THE Church of Christ, Scientist, is embarking on an action plan to counter the negative publicity, misperceptions, and public attack it has received in recent years, says Virginia Harris, chairman of the Christian Science Board of Directors, in an interview.
Mrs. Harris describes the effort as ``a continuing awakening of our sense of the contribution that we have to make to society.'' That begins, she says, with what Mary Baker Eddy, the founder of Christian Science, called her ``life-purpose'': ``to impress humanity with the genuine recognition of practical, operative Christian Science.''
The church's efforts are focused in seven areas, Harris says:
* Asking individual church members to be more active in working with legislators and other government officials and in serving their communities in public organizations.
* Becoming more effective in dealing with courts and the formulation of state laws.
* Working more closely with Congress and the White House in Washington ``to help them understand just what it is we're about,'' Harris says. ``We certainly want to be a participant in the health-care discussion. As a health-care provider for thousands of Americans for 125 years, we have a voice in that discussion.''
* Striving to change the public's view of Christian Science. Part of this involves publication of a new edition of Mrs. Eddy's major work, ``Science and Health with Key to the Scriptures,'' for sale in bookstores this fall.
* Gathering empirical evidence, in addition to anecdotal evidence, of the effectiveness of spiritual healing.
* Cooperating more closely with other denominations and groups on matters of mutual concern, especially regarding constitutional issues of religious freedom.
* Making more effective use of the church's existing activities, such as its religious magazines and Christian Science reading rooms.
Harris says the church has found many allies in combating what it sees as a deterioration in constitutional guarantees of religious freedom in the United States. ``We were one of the primary originators'' of the Religious Freedom Restoration Act, recently passed by Congress to nullify the effects of a Supreme Court ruling that expanded the government's ability to interfere with religious practice.
``People who have understood the real motive behind some of the prosecutions and some of the media attacks have come to our side and said, `This is very unjust ... this is unconstitutional, this is unchristian ... and we'd like to do what we can to help you.' For example in McKown v. Lundman, a civil case in Minnesota in which a trial jury assessed punitive damages of $9 million against the church for the death of a child under Christian Science treatment, several other denominations are filing friend-of-the-court briefs supporting the Christian Science Church's appeal.

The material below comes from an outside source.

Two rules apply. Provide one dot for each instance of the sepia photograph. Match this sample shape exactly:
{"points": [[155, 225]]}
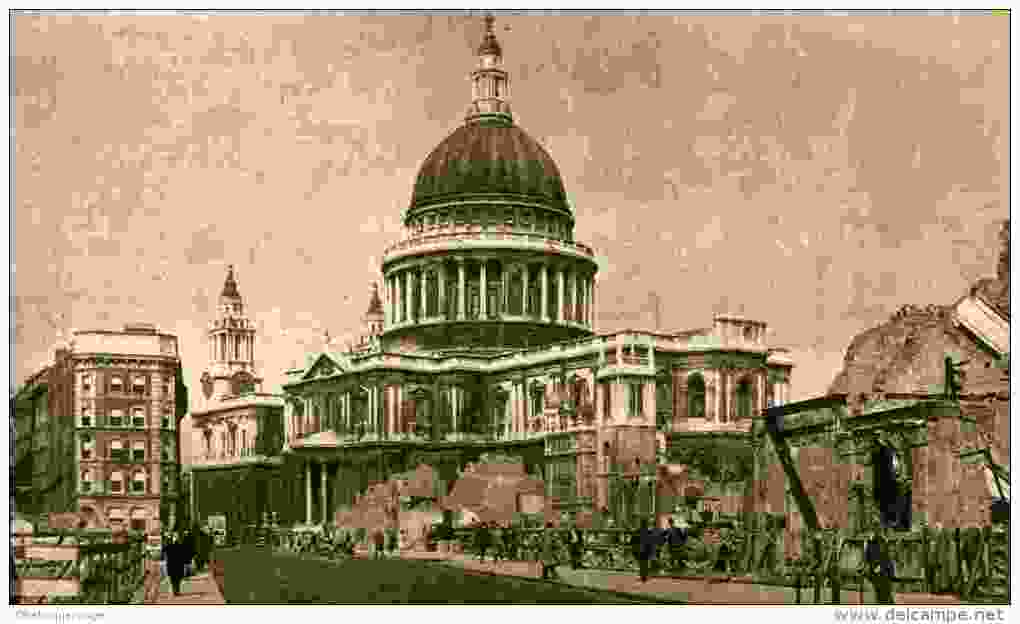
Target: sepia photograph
{"points": [[510, 307]]}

``I get calls from doctors who are very much applauding our healing efforts and who are very concerned with prosecutions being able to stand when one [patient] is lost,'' Harris says.
Harris says that while church membership has declined over the years in parallel with that of mainline Protestant denominations, the number of applications for membership approved in June 1994 was up 5 percent over the previous year. The church does not provide membership statistics.